BD also reported $548 million of free cash flow in the quarter, with free cash flow conversion improving to 66% from 59% a year ago, driven by working capital discipline and capital efficiency. The company returned approximately $550 million to shareholders in the quarter through dividends and $250 million in share buybacks.

Tariffs and investment spending weighed on margins

While results exceeded expectations, Roque said profitability comparisons were pressured by tariffs. Adjusted gross margin declined 140 basis points year over year, driven by approximately 170 basis points of tariffs, partially offset by productivity improvements under BD Excellence. Adjusted operating margin was 21.2%, down 240 basis points, reflecting tariffs and increased commercial investments in growth areas.

Management highlighted progress on operational initiatives, including an 8% productivity improvement in the quarter and progress against a $200 million cost-out program announced previously. Polen said BD is already executing actions representing $150 million of that target.

Polen also emphasized manufacturing network simplification, saying BD has reduced its manufacturing footprint “by nearly half” to under 50 global sites, down from “a little over 90” several years ago, aided by both site closures and the Life Sciences separation.

Guidance maintained; management expects steadier phasing

For fiscal 2026, BD maintained its outlook for “new BD” on a continuing operations basis, reflecting the closing of the Waters transaction and treating the separated business as discontinued operations for the full year.

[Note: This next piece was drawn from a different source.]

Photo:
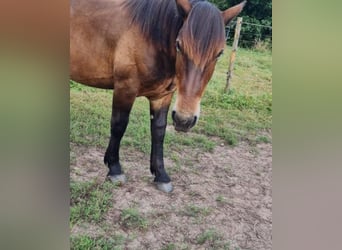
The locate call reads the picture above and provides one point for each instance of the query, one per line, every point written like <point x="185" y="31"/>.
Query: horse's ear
<point x="184" y="6"/>
<point x="232" y="12"/>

Key guidance items included:

  • Revenue: low single-digit growth for fiscal 2026; currency expected to be a ~120 basis point tailwind based on current spot rates
  • Adjusted operating margin: about 25%, inclusive of tariffs
  • Adjusted EPS: $12.35 to $12.65, with ~6% growth at the midpoint and an estimated 370 basis point tariff impact
  • Q2 outlook: revenue growth of approximately 2% and adjusted EPS of $2.72 to $2.82

In response to questions about quarterly cadence, management said Q2 reflects modest timing benefits that favored Q1 in Biopharma Systems and MMS, but emphasized there is “no ramp” expected from the first half to the second half of the year.

Polen said headwinds in China, vaccines, and Alaris are playing out in line with expectations. He reiterated BD’s prior assumption that China’s volume-based procurement (VBP) would cover about 80% of BD’s China portfolio by the end of 2026 and said the combined headwinds (China, vaccines, and Alaris) were expected to represent about 250 basis points of impact for the year, consistent with earlier guidance.

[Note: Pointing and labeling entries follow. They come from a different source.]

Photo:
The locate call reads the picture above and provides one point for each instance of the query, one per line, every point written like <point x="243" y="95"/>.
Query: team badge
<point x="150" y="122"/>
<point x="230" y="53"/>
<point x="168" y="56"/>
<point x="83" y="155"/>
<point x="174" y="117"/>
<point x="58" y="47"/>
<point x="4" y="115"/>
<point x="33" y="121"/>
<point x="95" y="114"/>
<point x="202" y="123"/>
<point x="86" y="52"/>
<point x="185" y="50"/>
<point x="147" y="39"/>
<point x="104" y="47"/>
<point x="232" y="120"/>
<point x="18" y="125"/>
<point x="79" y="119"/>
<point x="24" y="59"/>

On Alaris specifically, management highlighted competitive momentum, noting the “strongest quarter of competitive wins since the relaunch,” category share gains of about 100 basis points during the quarter, and an overall share position “nearing 60%.”

Management also discussed GLP-1 drug delivery, stating it currently represents about 2% of BD revenue and that BD has more than 80 novel and biosimilar GLP-1 molecules contracted in its devices. Polen said BD still expects the GLP-1 franchise to be on track toward prior longer-term expectations, citing continued momentum in injectable formats and a broad global biosimilar exposure.

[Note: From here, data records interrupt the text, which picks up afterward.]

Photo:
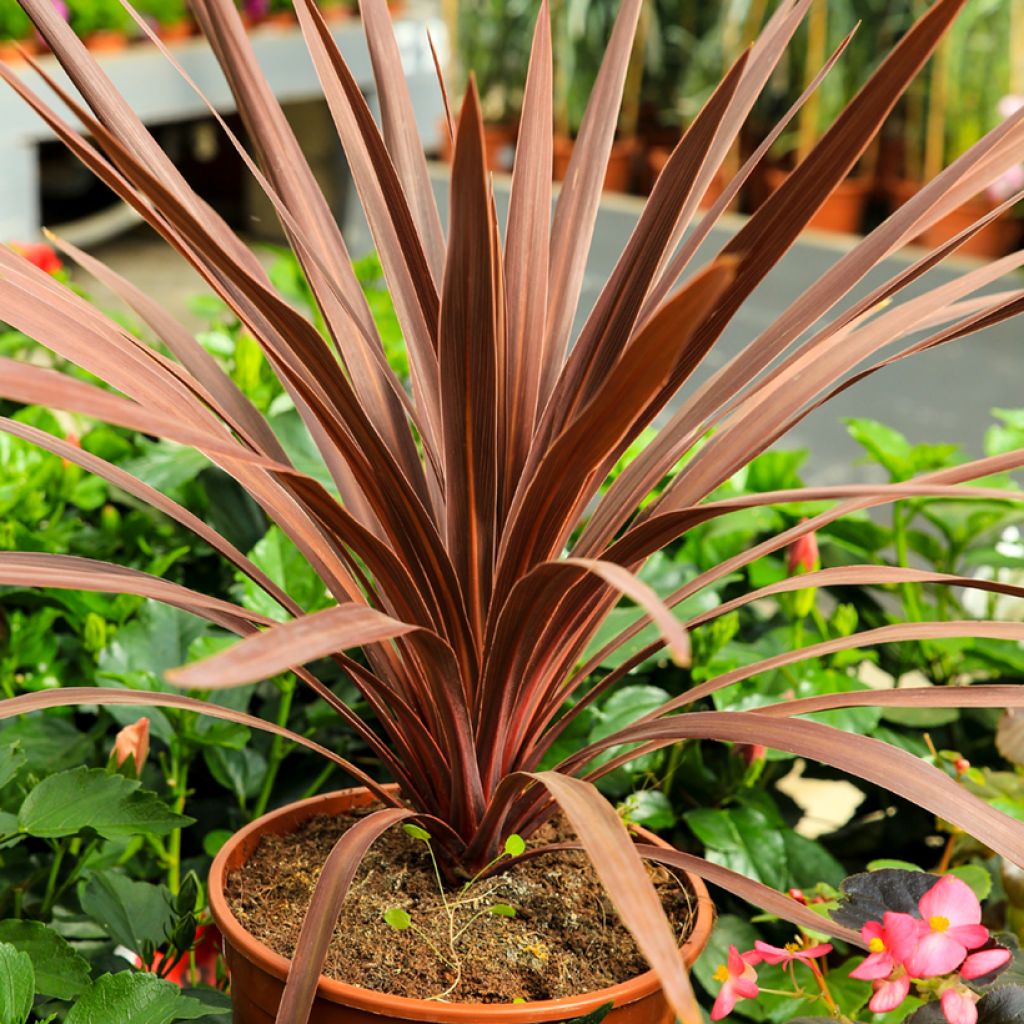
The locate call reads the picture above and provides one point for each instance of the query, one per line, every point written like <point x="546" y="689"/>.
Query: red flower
<point x="889" y="945"/>
<point x="950" y="926"/>
<point x="778" y="954"/>
<point x="132" y="741"/>
<point x="40" y="255"/>
<point x="889" y="993"/>
<point x="206" y="951"/>
<point x="739" y="981"/>
<point x="802" y="555"/>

BD said its CFO search is “well underway,” with Roque serving as interim CFO.

About Becton, Dickinson and Company (NYSE:BDX)

Becton, Dickinson and Company (BDX) is a global medical technology company that develops, manufactures and sells a broad range of medical devices, instrument systems and reagents. BD’s products are used by healthcare institutions, clinical laboratories, life science researchers and the pharmaceutical industry to enable safe, effective delivery of care, specimen collection and diagnostic testing. The company’s operations span multiple business areas focused on medical devices, life sciences research tools and interventional technologies.

BD’s product portfolio includes single-use medical devices such as syringes, needles, needlesafety and injection systems, infusion therapy and medication management solutions, as well as vascular access, urology and oncology devices acquired through its interventional business.